Last Saturday (5 January), fascists masquerading as the British version of the French gilets jaunes (yellow vests) movement, staged a protest in Manchester. It was poorly attended, overall, but the numbers were enough for them to stop and harass a picket line of RMT members at Victoria station. This reinforces the point that the far-right is the enemy of the organised working class. It also underlined the need for a serious working class self-defence against fascism.
It has been heartening to see the mass outpouring of solidarity with the RMT and the commitment of other unions, activist groups and local Labour Party branches to swell the numbers on their pickets. Aside from the broader principle that the working class should support our own in struggle against the bosses, it is also true that fascist aggression should be directly confronted.
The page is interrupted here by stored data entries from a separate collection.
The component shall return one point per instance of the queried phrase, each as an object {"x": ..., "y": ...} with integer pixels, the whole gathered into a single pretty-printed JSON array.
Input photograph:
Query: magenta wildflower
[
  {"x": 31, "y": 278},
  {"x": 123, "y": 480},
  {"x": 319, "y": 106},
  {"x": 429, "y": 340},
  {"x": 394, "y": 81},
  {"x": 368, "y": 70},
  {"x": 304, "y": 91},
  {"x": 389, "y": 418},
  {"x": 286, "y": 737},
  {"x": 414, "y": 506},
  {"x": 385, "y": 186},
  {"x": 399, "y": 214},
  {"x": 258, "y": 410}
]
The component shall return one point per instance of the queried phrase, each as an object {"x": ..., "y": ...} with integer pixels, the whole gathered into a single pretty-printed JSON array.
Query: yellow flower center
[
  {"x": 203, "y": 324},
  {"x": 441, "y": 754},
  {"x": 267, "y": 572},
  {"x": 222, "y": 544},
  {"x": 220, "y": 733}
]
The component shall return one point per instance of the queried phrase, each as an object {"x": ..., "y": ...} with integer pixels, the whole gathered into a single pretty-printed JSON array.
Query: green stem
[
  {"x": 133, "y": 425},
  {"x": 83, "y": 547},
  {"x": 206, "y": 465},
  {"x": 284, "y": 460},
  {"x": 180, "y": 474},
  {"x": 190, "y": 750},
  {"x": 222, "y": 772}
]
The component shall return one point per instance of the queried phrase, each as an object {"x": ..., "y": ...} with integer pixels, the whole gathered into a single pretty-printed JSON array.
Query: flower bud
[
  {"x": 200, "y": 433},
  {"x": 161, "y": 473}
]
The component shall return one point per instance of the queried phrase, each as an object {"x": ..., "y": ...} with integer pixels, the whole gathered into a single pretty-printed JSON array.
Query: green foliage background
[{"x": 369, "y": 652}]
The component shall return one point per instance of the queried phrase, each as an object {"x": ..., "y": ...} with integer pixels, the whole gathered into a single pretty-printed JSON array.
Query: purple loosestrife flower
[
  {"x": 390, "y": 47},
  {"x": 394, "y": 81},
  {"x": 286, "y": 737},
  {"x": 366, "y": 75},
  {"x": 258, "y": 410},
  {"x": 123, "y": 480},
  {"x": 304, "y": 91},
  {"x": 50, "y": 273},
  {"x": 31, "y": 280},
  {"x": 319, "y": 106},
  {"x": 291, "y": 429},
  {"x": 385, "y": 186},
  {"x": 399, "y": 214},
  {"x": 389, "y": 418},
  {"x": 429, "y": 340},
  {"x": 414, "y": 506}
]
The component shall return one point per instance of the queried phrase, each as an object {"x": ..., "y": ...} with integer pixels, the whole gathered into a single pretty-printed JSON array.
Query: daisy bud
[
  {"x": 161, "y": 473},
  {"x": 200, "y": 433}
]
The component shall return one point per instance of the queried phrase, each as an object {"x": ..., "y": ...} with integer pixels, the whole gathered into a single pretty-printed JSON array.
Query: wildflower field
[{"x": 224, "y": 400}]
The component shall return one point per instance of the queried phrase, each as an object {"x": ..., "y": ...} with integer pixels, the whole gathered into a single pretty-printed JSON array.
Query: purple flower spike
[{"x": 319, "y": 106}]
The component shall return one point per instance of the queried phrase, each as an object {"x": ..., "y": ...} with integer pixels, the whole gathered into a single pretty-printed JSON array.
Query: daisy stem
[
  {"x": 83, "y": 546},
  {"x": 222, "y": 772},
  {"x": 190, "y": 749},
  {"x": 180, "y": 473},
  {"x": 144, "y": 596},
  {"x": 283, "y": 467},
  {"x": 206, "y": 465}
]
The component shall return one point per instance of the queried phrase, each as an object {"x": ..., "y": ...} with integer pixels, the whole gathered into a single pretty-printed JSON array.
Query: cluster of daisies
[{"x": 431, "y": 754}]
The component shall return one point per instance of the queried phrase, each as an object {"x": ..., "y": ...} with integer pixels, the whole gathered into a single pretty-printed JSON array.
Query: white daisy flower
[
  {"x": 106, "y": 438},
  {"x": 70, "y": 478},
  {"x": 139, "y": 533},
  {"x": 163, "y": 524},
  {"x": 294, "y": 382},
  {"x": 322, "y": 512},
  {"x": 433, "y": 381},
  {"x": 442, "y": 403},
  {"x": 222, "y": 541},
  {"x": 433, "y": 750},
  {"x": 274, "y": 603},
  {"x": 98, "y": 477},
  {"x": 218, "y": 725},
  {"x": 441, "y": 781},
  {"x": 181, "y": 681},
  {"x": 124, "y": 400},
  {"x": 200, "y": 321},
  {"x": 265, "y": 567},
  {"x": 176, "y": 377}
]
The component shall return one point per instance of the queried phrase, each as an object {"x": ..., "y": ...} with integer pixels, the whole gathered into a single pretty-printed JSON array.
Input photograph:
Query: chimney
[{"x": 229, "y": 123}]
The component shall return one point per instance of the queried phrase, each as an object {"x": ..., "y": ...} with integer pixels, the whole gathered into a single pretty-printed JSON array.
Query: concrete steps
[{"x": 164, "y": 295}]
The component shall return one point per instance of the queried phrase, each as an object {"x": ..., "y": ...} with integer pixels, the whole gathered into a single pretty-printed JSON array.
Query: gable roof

There has, this past year, been a renewed debate on the left about what form our anti-fascist activism should take. The position of the PCS Independent Left is that we should face the far-right head on – our mobilisations aimed at halting their marches, drowning out their voices, defending those they would seek to physically attack. We also believe that opposition to fascism should be organised on a class basis: led by organised workers including the trade unions, and not attempting to build phoney “unity” with others who, whilst not fascists, attack the working class in other ways such as through cutting jobs and rolling back hard won rights.
Various dedicated anti-fascist and anti-racist organisations exist, such as the Anti Fascist Network, Stand Up To Racism, Hope not Hate, etc. Within and between those groups, there are political differences about how fascism and racism should be tackled, as well as legitimate criticisms of the behaviour of some of them and of the parties behind them. We believe that such positions should be addressed robustly and honestly, whilst not resorting to simple sectarianism. We also don’t believe that the trade unions should seek simply to outsource our anti-fascist work to such organisations.
It is past time that we saw the growth of a mass anti-fascist movement led directly by organised workers. A movement that is able to confront the far right both physically and ideologically.
When fascists are on the march, we should seek to block them and shut them down. When they attack our meetings and our picket lines, our events should be stewarded in such a way that they are heavily defended. And when their propaganda spreads, we should be actively inoculating the working class through education and organisation.
Fascists latch on to the fears and insecurities of those who feel abandoned in order to turn them towards racism and hate. It is a movement built on hate which sees the organised working class as its enemy. A confident and well organised workers’ movement should be able to repel the threat they present and offer up a militant, progressive, solidarity-conscious alternative.